A new radio program on 90.5 called Essential Pittsburgh promises to have some interesting programming. A recent episode has fascinating interviews with men who were Tuskegee Airmen during WWII. Our area has a very strong connection to this group. For the rdio program, which has great interviews with 3 of the WWII pilots, go here
Regarding the Tuskegee Airmen:From the Tribune Review, Oct.8,2009:
The Tuskegee Airmen was a group of African-American pilots who flew with distinction during World War II as the 332nd Fighter Group of the Army Air Corps. Joyce Jones, new president of the Sewickley-based historical society and a former teacher, said there is no mention of the Tuskegee Airmen in school curriculum.
"These people came from this area," she said. "The children can relate to that. I'm very pleased, happy and excited (about the society's involvement in the new chapter)."
There were 983 Tuskegee pilots, eight of whom were from Sewickley.
"That concentration, because it's such a small area, is more than Chicago and Detroit, which have millions of people. They had more pilots, but the percentage here is greater," Effort said.

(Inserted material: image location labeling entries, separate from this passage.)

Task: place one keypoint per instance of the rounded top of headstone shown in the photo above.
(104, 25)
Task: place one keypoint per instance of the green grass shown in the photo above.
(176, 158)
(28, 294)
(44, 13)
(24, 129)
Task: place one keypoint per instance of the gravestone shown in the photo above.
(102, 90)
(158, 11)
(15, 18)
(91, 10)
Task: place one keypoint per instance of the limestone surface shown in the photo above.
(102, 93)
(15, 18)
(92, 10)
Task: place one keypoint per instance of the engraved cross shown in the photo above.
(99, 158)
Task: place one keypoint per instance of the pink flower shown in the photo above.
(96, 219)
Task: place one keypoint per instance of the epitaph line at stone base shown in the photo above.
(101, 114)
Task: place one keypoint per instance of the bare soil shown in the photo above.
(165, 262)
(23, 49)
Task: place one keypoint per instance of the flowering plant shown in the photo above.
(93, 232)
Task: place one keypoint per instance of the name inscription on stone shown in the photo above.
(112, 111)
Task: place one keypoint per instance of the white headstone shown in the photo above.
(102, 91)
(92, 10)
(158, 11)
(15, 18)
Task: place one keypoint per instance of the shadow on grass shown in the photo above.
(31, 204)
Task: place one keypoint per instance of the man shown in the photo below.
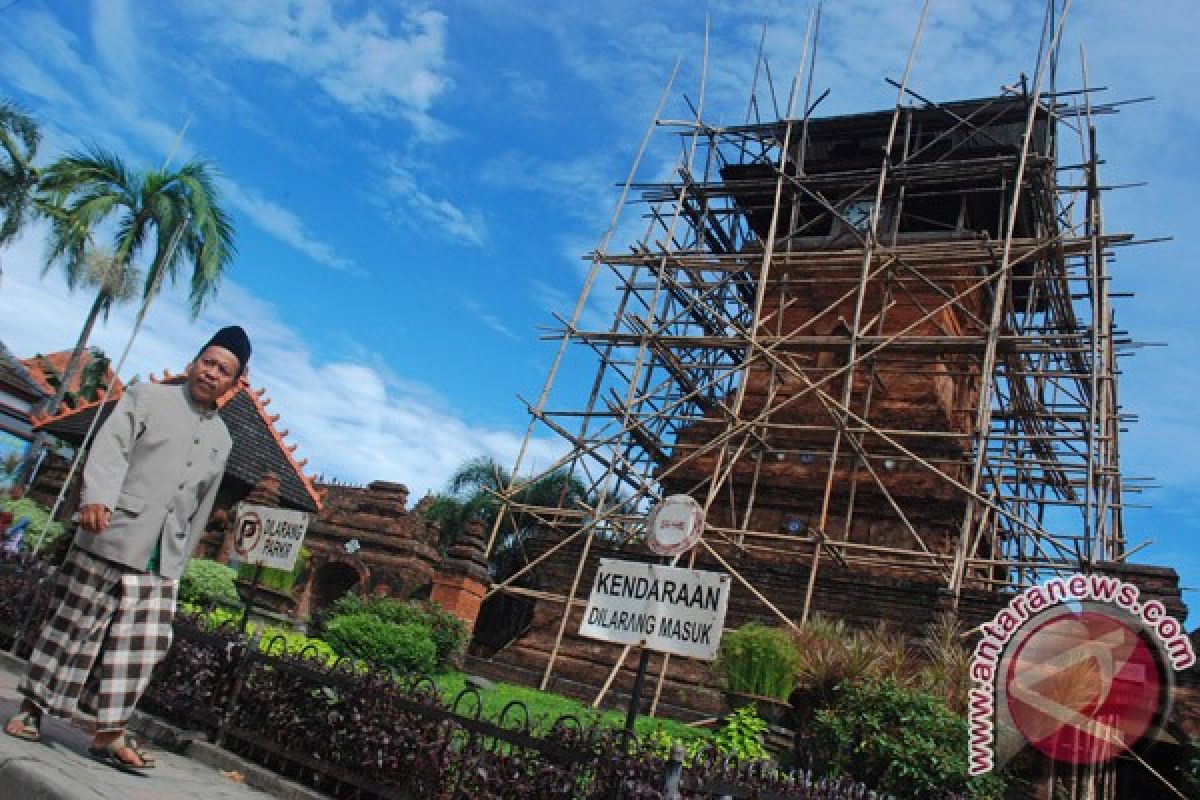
(148, 489)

Tuskegee Airmen also came from other Pittsburgh neighborhoods, such as Beltzhoover, Homewood and East Liberty, said Effort.
"These guys are everywhere," said Effort. "Their legacy goes further than the war. They were the creme de la creme of the African-American race."
Effort's vision for the local chapter includes continuing the mission of preserving this piece of history, fundraising and getting children interested in flying.
Jones said the group is planning a large fundraiser for the chapter. Other ideas include starting a Sewickley Tuskegee Airmen Day and having representatives march in Veterans and Memorial Day parades. They are exploring the idea of putting plaques in town listing the men's names.
The society, entering its 40th year, would like to get local schools involved in teaching the Tuskegee history.
Bobonis, along with Effort and his wife, Elaine, are the other founders of the Greater Pittsburgh chapter. Her father, the late Sgt. Vernol Leapheart, was the crew chief of all the combat planes flown by Col. B.O. Davis, commanding officer of the Tuskegee Fighter Group that flew over North Africa and Western Europe during World War II.